The critical apparatus (Latin: apparatus criticus) is the critical and primary source material that accompanies an edition of a text. A critical apparatus is often a by-product of textual criticism.
Given the definition from Wikipedia above, I would expect every apparatus resource to be tied to an edition of the text itself. However only ~36% of my resources tagged apparatus open showing a parallel resource for the actual text.
Among those missing the relationship are:
Charles, R. H. Pseudepigrapha of the Old Testament (Apparatuses). Logos Bible Software, 1913; 2004.
Josephus, Flavius, and Benedikt Niese. Works of Flavius Josephus: Critical Apparatus. Berolini: apvd Weidmannos, 1888–.
Charles, Robert Henry, ed.
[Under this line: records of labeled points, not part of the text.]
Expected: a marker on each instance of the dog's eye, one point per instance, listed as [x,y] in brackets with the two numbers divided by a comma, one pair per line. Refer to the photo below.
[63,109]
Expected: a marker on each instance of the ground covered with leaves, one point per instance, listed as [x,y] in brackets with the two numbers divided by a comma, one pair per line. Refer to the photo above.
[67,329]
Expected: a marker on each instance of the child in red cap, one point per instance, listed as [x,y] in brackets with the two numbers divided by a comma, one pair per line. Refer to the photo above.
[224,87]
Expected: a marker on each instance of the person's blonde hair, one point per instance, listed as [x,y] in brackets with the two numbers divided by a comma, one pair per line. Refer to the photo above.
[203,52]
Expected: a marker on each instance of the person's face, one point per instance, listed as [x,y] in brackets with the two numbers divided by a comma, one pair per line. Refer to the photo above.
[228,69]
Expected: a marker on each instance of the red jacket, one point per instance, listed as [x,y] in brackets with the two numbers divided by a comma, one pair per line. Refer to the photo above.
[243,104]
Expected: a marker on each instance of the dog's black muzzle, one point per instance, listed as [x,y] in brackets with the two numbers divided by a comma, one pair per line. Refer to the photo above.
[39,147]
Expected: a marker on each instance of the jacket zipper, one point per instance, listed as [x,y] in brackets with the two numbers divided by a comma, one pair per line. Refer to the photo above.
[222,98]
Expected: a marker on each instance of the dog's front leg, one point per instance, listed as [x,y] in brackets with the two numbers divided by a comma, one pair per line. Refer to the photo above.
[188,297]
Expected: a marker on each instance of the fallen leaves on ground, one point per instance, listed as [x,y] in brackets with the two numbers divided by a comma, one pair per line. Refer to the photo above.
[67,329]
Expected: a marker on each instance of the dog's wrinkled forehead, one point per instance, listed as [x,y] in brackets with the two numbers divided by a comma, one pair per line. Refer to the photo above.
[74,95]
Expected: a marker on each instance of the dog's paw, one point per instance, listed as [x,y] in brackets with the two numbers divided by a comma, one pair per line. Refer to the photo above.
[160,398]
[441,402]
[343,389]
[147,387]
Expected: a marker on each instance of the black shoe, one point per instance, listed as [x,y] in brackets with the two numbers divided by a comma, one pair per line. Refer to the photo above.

Apocrypha of the Old Testament (apparatuses). Bellingham, WA: Logos Bible Software, 2004.
Ottley, Richard R., ed. The Book of Isaiah According to the Septuagint (Codex Alexandrinus) (Critical Apparatus). Vol. 2. Cambridge: Cambridge University Press, 1906.
McRae, Calvin Alexander. The Hebrew Text of Ben Sira: Critical Notes. Toronto: Queen Printing Co., 1910.
Swete, Henry Barclay. The Old Testament in Greek: According to the Septuagint (Apparatus Alternative). Cambridge: Cambridge University Press, 1909.
Tischendorf, Constantin von, Caspar René Gregory, and Ezra Abbot, eds. Novum Testamentum Graece. Lipsiae: Giesecke & Devrient, 1869–1894.
Is Logos expecting to user to create the necessary parallel resource collections or are these items simply missed by Logos? If the former, I'll make a suggestion that Logos build these parallel relationships. If the latter, I'll make a suggestion that Logos audit all its type:Apparatus or type:Bible Apparatus resources for this error.